Hace mucho que estábamos esperando otro cuento. Pues dejemos de esperar y ¡a leer!
Esperando el anochecer
Drusila observaba los últimos rayos del sol desvanecerse en el horizonte. Los suaves rosados, con bordes violáceos, se convertían en tibios naranjas y cansados amarillos que se alejaban griseando. Una brisa fresca se levantó para barrer con las últimas luces del día. Quedó un hermoso hueco, una noche vacía para que las Moiras la llenaran de caprichos. Una noche en la que la luna no se animaría a salir.
Drusila se alejó de la ventana y fue hasta su habitación, se acostó en la cama y esperó. Poco a poco despertaron los ruidos y la vivienda se iluminó; las velas se encendían unas a otras y la casa se convirtió en día.
―Despierta, Dru ―dijo su madre en el vano de la puerta sin detenerse en su camino hacia la cocina.
―Vamos, perezosa―insistió su padre y dio unos golpes cariñosos a la puerta.
Drusila se levantó con lentitud y salió de su dormitorio. Antes de entrar en la cocina, extrajo una sonrisa del fondo de su alma y fue al encuentro de sus padres.
―Pues mira quién se ha levantado temprano ―dijo su madre al verla vestida, acercándose para estamparle un sonoro beso.
El desayuno no tuvo variación con respecto a todos los del último año. Drusila lo sorteó lo mejor posible y luego se dirigió a la escuela, sola. Las clases fueron aburridas, un repetido tedio vez tras vez. Drusila se lo pasó mirando por la ventana. El pueblo tenía tantas lámparas encendidas que parecía que no hubiera noche. Incluso había fogatas cada dos o tres calles.
―Debes prestar atención ―la llamó la maestra.
Drusila miró hacia el frente con una mirada tan vacía como la noche de luna nueva. Esa madrugada declinó jugar con sus amigos y volvió a su casa con paso cansado.
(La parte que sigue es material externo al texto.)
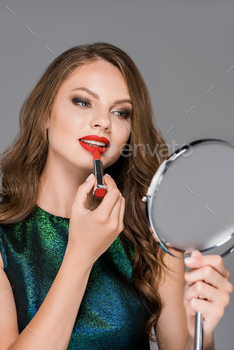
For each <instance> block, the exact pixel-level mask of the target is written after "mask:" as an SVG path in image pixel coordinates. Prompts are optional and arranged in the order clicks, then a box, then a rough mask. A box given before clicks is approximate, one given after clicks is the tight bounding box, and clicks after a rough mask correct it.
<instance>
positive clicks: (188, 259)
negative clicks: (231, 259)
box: [184, 251, 230, 280]
mask: <svg viewBox="0 0 234 350" xmlns="http://www.w3.org/2000/svg"><path fill="white" fill-rule="evenodd" d="M184 262H185V264H186V265H187V266H188V267H190V268H192V269H194V268H200V267H203V266H205V265H210V266H212V267H213V268H214V269H215V270H216V271H218V272H219V273H220V274H221V275H222V276H223V277H225V278H227V279H228V280H229V278H230V274H229V272H228V271H227V269H226V267H225V264H224V261H223V259H222V258H221V256H219V255H202V254H201V253H200V252H199V251H194V252H192V254H191V257H190V258H185V259H184Z"/></svg>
Se excusó frente a sus padres, escondiéndose tras los deberes, y permaneció en su habitación.
Cuando la noche era más oscura, sus padres la alentaron a acostarse y ellos hicieron lo mismo. Drusila esperó a que se oyeran los ronquidos y salió al comedor. Llegó a la ventana justo cuando comenzaba a clarear. Contempló el amanecer pintar su blanca piel hasta que ya no pudo soportarlo más.
Se apartó de la ventana, pero siguió mirando hasta que sus ojos lloraron. El gran sol amarillo le apuñalaba los ojos, le volvían la vista borrosa, aun así ella se negaba a bajar la mirada. Hasta que no pudo más.
Se acurrucó en un rincón de sombras y miró los reflejos del sol en el piso. Esa vez creía que había soportado un poco más. Tal vez si siguiera haciéndolo volvería a ser como un año antes, cuando el pueblo vivía en el día.
Apretó las rodillas contra su pecho. Aunque los demás lo hubieran olvidado, ella lograría volver a esa vida, la verdadera. Cerró los ojos con fuerza, ahogando un gemido. Lágrimas bermejas recorrieron sus mejillas, mientras esperaba el próximo anochecer.